What is the "binary:logistic" objective function in XGBoost?

Question

I am reading through Chen's XGBoost paper. He writes that during the $\text{t}^{\text{th}}$ iteration, the objective function below is minimised.

$$ L^{(t)} = \sum_{i}^n l(y_i, \hat{y}_i^{(t-1)} + f_t(x_i)) + \Omega (f_t)$$

Here, $l$ is a differentiable convex loss function, $f_t$ represents the $\text{t}^{\text{th}}$ tree and $\hat{y}_i^{(t-1)}$ represents the prediction of the $\text{i}^{\text{th}}$ instance at iteration $t-1$.

I was wondering what $l$ is when using XGBoost for binary classification?

Answer 1

It appears there is an option objective: "binary:logistic"

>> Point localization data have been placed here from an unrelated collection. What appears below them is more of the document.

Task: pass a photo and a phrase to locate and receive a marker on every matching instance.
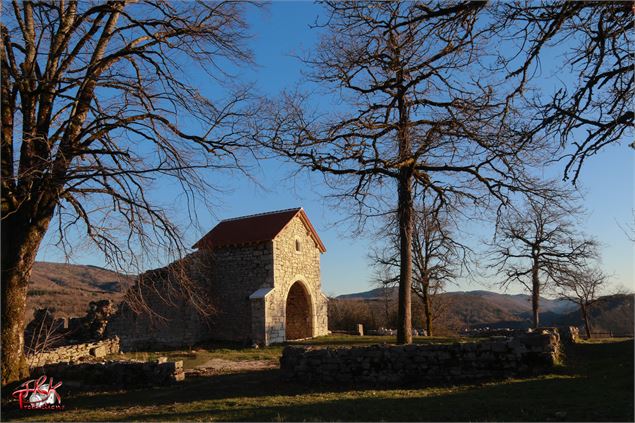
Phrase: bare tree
(95, 105)
(583, 285)
(438, 259)
(535, 247)
(592, 108)
(412, 111)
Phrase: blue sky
(282, 29)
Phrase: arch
(298, 312)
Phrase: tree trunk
(21, 238)
(427, 311)
(535, 296)
(405, 210)
(585, 317)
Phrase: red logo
(37, 394)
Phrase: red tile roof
(255, 228)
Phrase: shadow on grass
(596, 384)
(570, 399)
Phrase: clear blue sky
(282, 29)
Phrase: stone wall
(247, 287)
(238, 272)
(121, 374)
(72, 353)
(290, 267)
(496, 357)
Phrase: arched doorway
(298, 324)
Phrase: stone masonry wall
(291, 266)
(77, 352)
(238, 272)
(227, 276)
(235, 274)
(120, 374)
(497, 357)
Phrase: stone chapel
(263, 283)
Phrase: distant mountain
(69, 287)
(474, 309)
(513, 303)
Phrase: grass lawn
(596, 383)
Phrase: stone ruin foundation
(492, 358)
(118, 374)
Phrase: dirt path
(221, 366)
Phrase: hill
(69, 287)
(478, 309)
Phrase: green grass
(595, 384)
(198, 356)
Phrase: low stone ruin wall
(568, 334)
(76, 352)
(496, 357)
(122, 374)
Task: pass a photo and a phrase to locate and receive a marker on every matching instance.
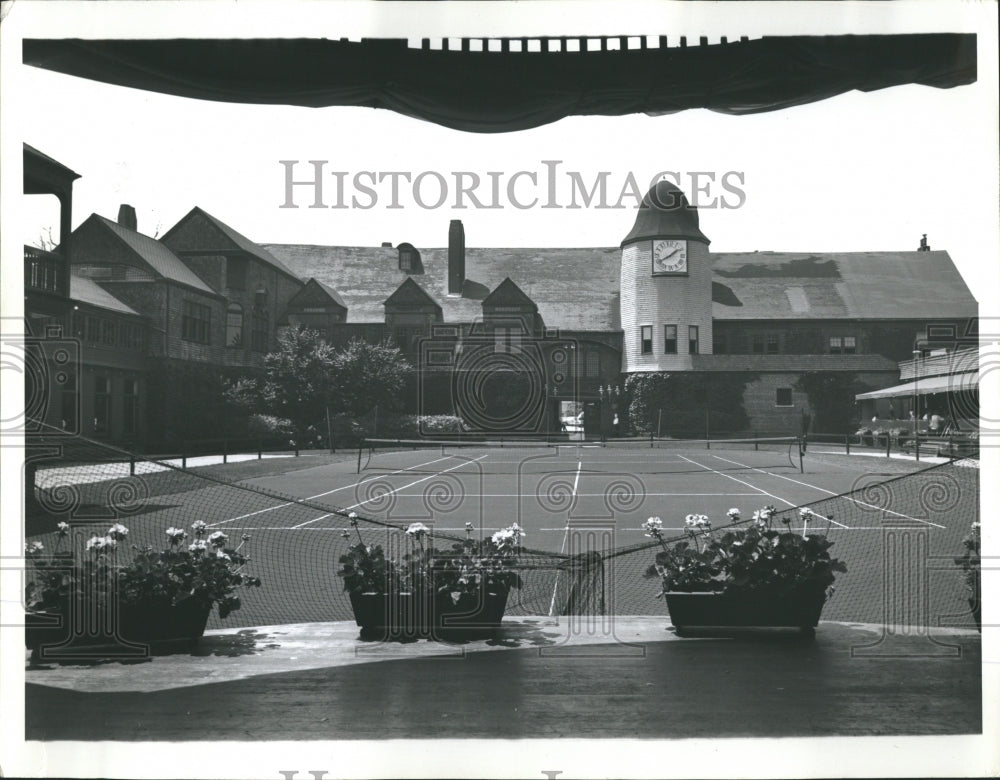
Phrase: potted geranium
(970, 562)
(104, 597)
(427, 592)
(755, 575)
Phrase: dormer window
(409, 259)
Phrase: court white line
(390, 492)
(327, 493)
(562, 547)
(729, 476)
(831, 493)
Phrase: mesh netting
(898, 536)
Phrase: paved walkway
(540, 678)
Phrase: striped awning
(950, 383)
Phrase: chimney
(126, 216)
(456, 257)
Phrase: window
(130, 407)
(234, 325)
(507, 340)
(843, 345)
(669, 339)
(102, 405)
(259, 331)
(195, 322)
(236, 273)
(70, 403)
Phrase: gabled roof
(87, 291)
(578, 289)
(838, 285)
(409, 293)
(573, 288)
(231, 239)
(315, 293)
(509, 294)
(164, 262)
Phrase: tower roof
(665, 213)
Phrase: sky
(858, 172)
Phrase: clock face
(669, 256)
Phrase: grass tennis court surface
(896, 525)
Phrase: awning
(952, 383)
(513, 89)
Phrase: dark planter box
(413, 616)
(798, 608)
(51, 633)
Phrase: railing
(45, 272)
(959, 361)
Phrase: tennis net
(645, 455)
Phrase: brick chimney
(126, 217)
(456, 257)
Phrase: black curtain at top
(502, 91)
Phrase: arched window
(234, 325)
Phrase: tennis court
(579, 501)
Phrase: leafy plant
(751, 558)
(208, 571)
(467, 567)
(971, 562)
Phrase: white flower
(653, 527)
(117, 531)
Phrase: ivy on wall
(687, 405)
(831, 399)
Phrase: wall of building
(664, 300)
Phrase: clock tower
(666, 285)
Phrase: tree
(297, 381)
(366, 375)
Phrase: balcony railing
(957, 362)
(45, 272)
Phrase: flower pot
(391, 616)
(474, 614)
(122, 631)
(799, 607)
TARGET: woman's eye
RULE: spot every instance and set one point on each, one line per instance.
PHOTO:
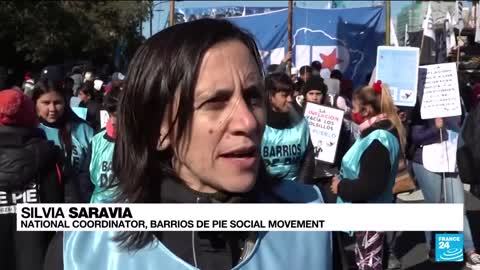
(216, 103)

“binary:logistic” –logistic regression for binary classification, output probability

“binary:logitraw” –logistic regression for binary classification, output score before logistic transformation

See http://xgboost.readthedocs.io/en/latest/parameter.html

(so log loss)

Answer 2

I'm just summarizing the comments under the problem description:

$l$ is the log likelihood of the bernoulli distribution, where $\text{logistic}(\hat{y}_i^{(t-1)} + f_t(x_i))$ is the probability. So the formula should be $$l = y_i \log(\text{logistic}(\hat{y}_i^{(t-1)} + f_t(x_i))) + (1-y_i)\log(1-\text{logistic}(\hat{y}_i^{(t-1)} + f_t(x_i)))$$

or algebraically equivelent, $$l = y_i (\hat y_i^{t-1} + f_t(x_i)) - \log(1 + \exp (\hat y_i^{t-1} + f_t(x_i)))$$ using the property that $\sigma(-z)=1 - \sigma(z)$.